I didn’t cheer up much when after sitting outside for 10 mins and having a quick coffee I came inside and tried to shut the door. It took quite a lot of kicks and and a few strategic thumps with my big hammer before I could get it shut. The bottom hinge has been missing for years and every time it rains a lot it swells up and warps. So it requires ” tough love” to get it shut..
I am glad it’s nearly the weekend. It’ll be so different from the week ……aaaagh!!!! Definitely a bit stir crazy today.
My self portrait ( now I think I am narcissistic because I am painting a BIG self portrait…..) is going well. I painted the gladiolas today and in my narcissistic opinion they look great. I looked up what they mean in the language of flowers and they represent strength and integrity. If I was not so honest then I would obviously say that they were chosen specially because of this. But I actually just needed tall dark flowers.
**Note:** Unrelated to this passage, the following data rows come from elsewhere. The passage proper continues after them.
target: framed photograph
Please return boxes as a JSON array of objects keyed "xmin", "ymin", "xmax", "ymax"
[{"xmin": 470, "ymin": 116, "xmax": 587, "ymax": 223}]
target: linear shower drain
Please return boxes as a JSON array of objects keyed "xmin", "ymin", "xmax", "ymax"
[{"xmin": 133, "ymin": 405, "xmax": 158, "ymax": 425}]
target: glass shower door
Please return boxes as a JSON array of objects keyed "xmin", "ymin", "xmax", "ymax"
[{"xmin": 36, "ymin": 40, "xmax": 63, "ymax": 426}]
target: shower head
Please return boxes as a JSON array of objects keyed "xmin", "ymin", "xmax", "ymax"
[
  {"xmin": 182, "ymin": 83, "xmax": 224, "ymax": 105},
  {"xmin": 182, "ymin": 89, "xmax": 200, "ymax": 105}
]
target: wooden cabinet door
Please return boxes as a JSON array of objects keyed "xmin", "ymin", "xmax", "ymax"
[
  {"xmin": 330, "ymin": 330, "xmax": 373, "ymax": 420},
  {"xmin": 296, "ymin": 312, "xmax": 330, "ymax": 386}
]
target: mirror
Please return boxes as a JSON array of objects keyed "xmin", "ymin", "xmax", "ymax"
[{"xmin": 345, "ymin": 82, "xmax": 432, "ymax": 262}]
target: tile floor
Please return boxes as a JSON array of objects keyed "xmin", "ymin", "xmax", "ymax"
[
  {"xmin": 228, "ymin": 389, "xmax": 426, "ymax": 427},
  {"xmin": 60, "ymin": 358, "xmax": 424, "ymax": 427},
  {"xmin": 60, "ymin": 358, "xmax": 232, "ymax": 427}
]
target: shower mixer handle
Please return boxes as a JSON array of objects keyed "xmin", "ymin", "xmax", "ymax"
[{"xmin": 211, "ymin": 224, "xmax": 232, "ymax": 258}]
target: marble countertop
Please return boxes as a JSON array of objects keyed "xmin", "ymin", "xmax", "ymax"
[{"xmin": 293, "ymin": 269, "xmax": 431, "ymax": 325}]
I watched a concert last night on facebook where friends of friends were playing jazz. It was live. I enjoyed it and wondered if that might be how summer will go with solitary virtual concerts. It could be worse.
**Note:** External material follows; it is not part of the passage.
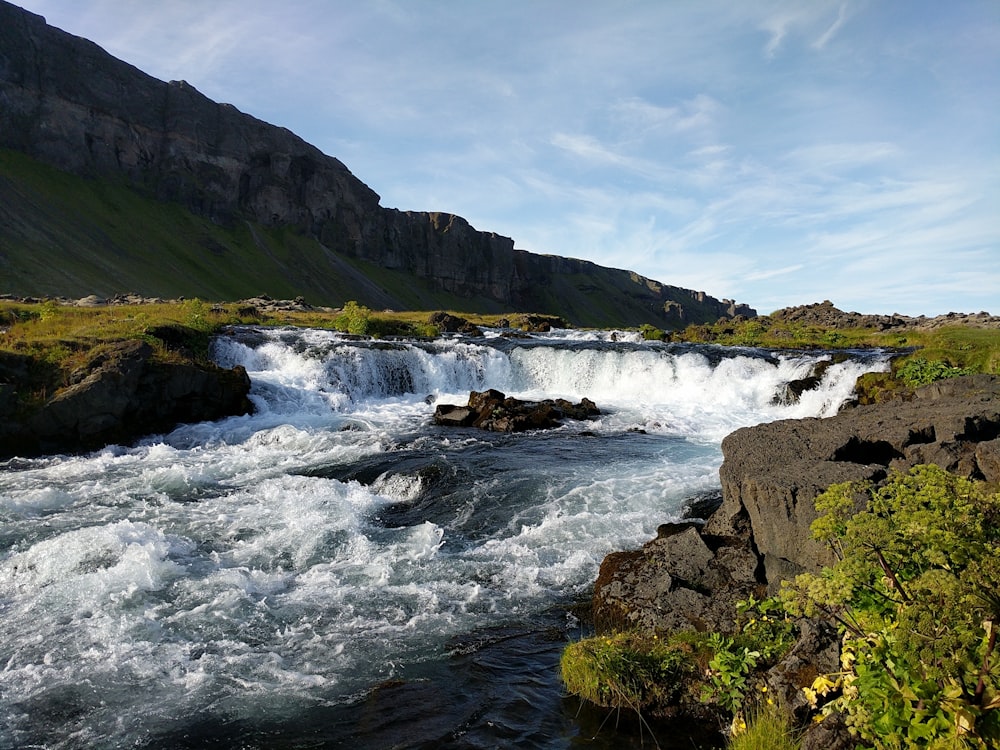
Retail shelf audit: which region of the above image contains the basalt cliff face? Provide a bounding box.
[0,0,755,327]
Think I will go now and search for my more cheerful attitude which is hiding under the bed and throw the dull mood into the back of the wardrobe. ( I like thinking in pictures)
Hurray….Friday and wine time and sunshine forecast :my portrait is going well, I have stockpiled 4 bars of chocolate and 8 litres of wine, my strawberries are ripening, I have lots of mint , my roses look great, have more episodes of Hamish Macbeth to watch and nine more books in a new series. And a ton of ideas for things to do……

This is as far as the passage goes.